Class CatalogCrawler


  • public class CatalogCrawler
    extends Object
    Crawl client catalogs
    Since:
    1/11/2015
    • Constructor Detail

      • CatalogCrawler

        public CatalogCrawler​(CatalogCrawler.Type type,
                              int max,
                              CatalogCrawler.Filter filter,
                              CatalogCrawler.Listener listen,
                              CancelTask task,
                              PrintWriter out,
                              Object context)
        Constructor.
        Parameters:
        type - CatalogCrawler.Type
        max - if > 0, only process max datasets, then exit (random_direct_max only)
        filter - dont process this dataset or its descendants. may be null
        listen - each dataset gets passed to the listener. if null, send the dataset name to standard out
        task - user can cancel the task (may be null)
        out - send status messages to here (may be null)
        context - caller can pass this object to Listener (eg used for thread safety)
    • Method Detail

      • crawl

        public int crawl​(String catUrl)
                  throws IOException
        Open a catalog and crawl (depth first) all the datasets in it.
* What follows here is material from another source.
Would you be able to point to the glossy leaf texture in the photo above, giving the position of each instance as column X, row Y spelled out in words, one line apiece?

Any that pass the filter are sent to the Listener Close catalogs and release their resources as you.
        Parameters:
        catUrl - url of catalog to open (xml, not html)
        Returns:
        number of catalogs (this + catrefs) opened and crawled
        Throws:
        IOException
      • crawl

        public int crawl​(Catalog cat)
                  throws IOException
        Crawl a catalog thats already been opened.
        Parameters:
        cat - the catalog
        Returns:
        number of catalog references opened and crawled
        Throws:
        IOException
      • getNumReadFailures

        public int getNumReadFailures()